Probably not worth spending too much extra on this
BW: the scaling difference is what worries me most, it’s probably not a unit issue since it’s not constant, which also means coming with some kind of scaling modifier wouldn’t be straightforward
BW will upload scripts Scripts + necessary files to this document for searchability
View file
name
msm_torsions.tar.gz
BW: one possibility is espaloma
Torsion splitting in 2.2
BW: split the torsions and set up the valence force field for it
BW: ended up with ~38 new parameters
LW: next step: check that everything has data
Training and benchmark
LW: there are some torsions in Sage that don’t have commas but could cover multiple multiplicities, which weren’t picked up earlier by Meghan so worth going back to have a look
BW: I have access to the folder. Haven’t looked at them myself. Should be pretty straightforward
LW: next step after that probably a refit + benchmark
QCA dataset statuses.
All done!
Fragment dataset curation code
BW: inserting RecapDecomposition at the start of the process
BW: previously loading molecules from ChEMBL, storing SMILES in database. Then run query for SMARTS of interest, doing fragmentation on the fly. However, Recap is very slow. 180 molecules took 15 min.

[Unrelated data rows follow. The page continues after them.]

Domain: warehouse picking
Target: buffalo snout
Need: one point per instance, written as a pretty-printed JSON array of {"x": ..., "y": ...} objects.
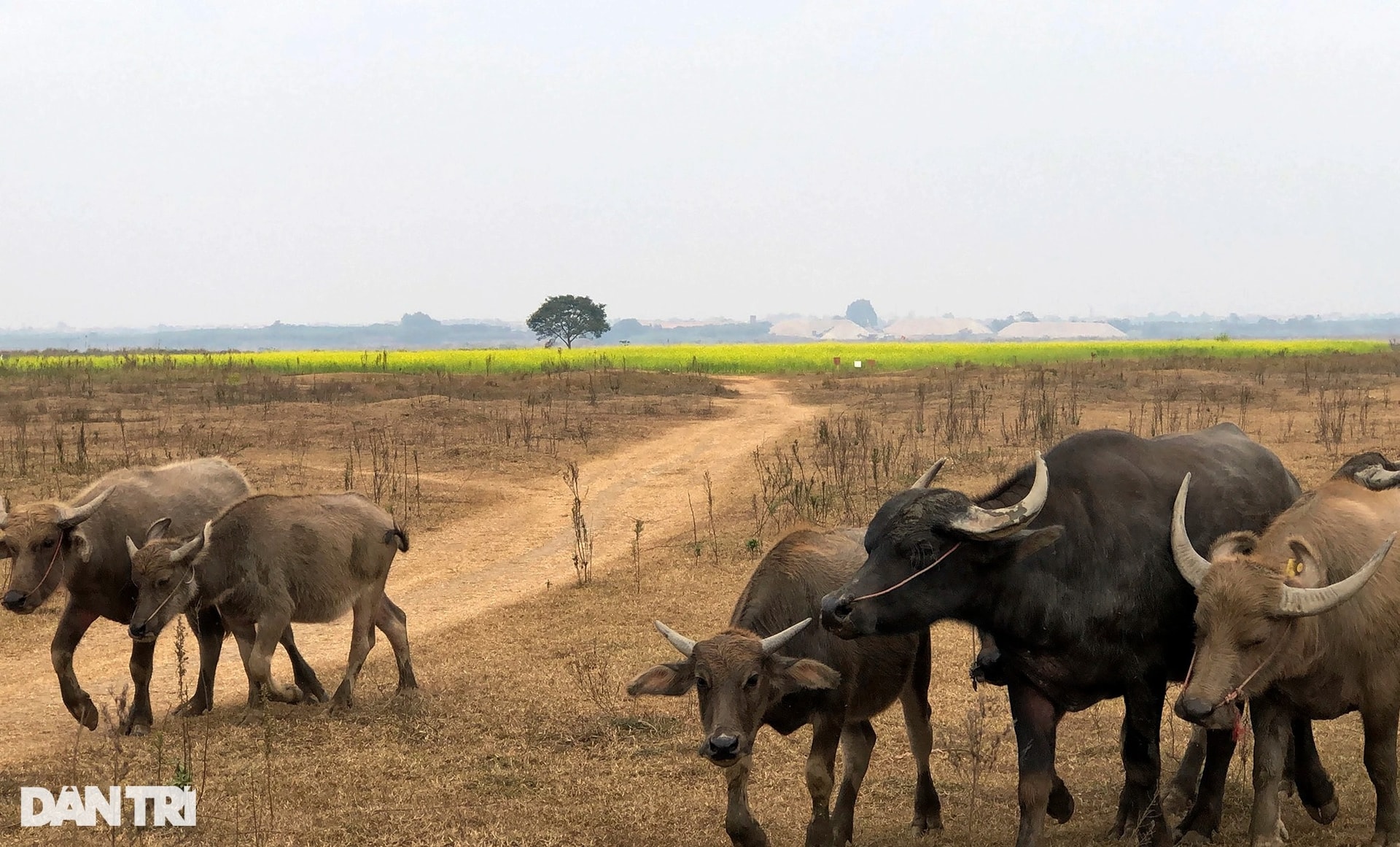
[
  {"x": 839, "y": 615},
  {"x": 1205, "y": 713},
  {"x": 721, "y": 749}
]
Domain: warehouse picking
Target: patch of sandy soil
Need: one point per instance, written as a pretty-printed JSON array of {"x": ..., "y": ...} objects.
[{"x": 518, "y": 545}]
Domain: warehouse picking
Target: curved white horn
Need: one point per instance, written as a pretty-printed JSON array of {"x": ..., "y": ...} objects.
[
  {"x": 685, "y": 646},
  {"x": 1191, "y": 565},
  {"x": 1301, "y": 603},
  {"x": 1377, "y": 479},
  {"x": 928, "y": 475},
  {"x": 777, "y": 640},
  {"x": 998, "y": 522},
  {"x": 71, "y": 517}
]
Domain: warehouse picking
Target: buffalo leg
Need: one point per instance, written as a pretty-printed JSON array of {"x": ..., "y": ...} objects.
[
  {"x": 301, "y": 673},
  {"x": 1315, "y": 787},
  {"x": 1205, "y": 818},
  {"x": 1035, "y": 720},
  {"x": 209, "y": 630},
  {"x": 1381, "y": 766},
  {"x": 1272, "y": 734},
  {"x": 362, "y": 639},
  {"x": 821, "y": 766},
  {"x": 914, "y": 700},
  {"x": 269, "y": 632},
  {"x": 858, "y": 743},
  {"x": 139, "y": 719},
  {"x": 73, "y": 623},
  {"x": 244, "y": 635},
  {"x": 738, "y": 822},
  {"x": 392, "y": 622},
  {"x": 1181, "y": 794},
  {"x": 1138, "y": 808}
]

LW: last time we discussed a project using a different fragmentation algorithm – RecapDecomposition gives us larger molecules or fragments than we’d like. Something that fragments more on rotatable bonds may give us smaller fragments. Ideally what we’re after is something like the XtalPi used to generate their elementary and secondary fragments
BW: all my dataset processing code is in Rust. I can write a Python interface to the database.
LW: OpenFF will find it hard to maintain any code outside Python.
BW: it’s a little hard for me to wrap my head around preferring Python. When I was first looking at dataset curation, I couldn’t parse the SDF file with our toolkit. Using RDKit directly, processing the SDF file and converting everything to RDKit Molecules + sanitizing would take 36-48 hours. Whereas using C++ or Rust, it would have taken 8 minutes.
LW: let’s stick to Python for now.
LW: next steps – focus on fragmentation algorithms, take small subset of 1000 molecules or so and check which algorithm gives best results. May have to write our own.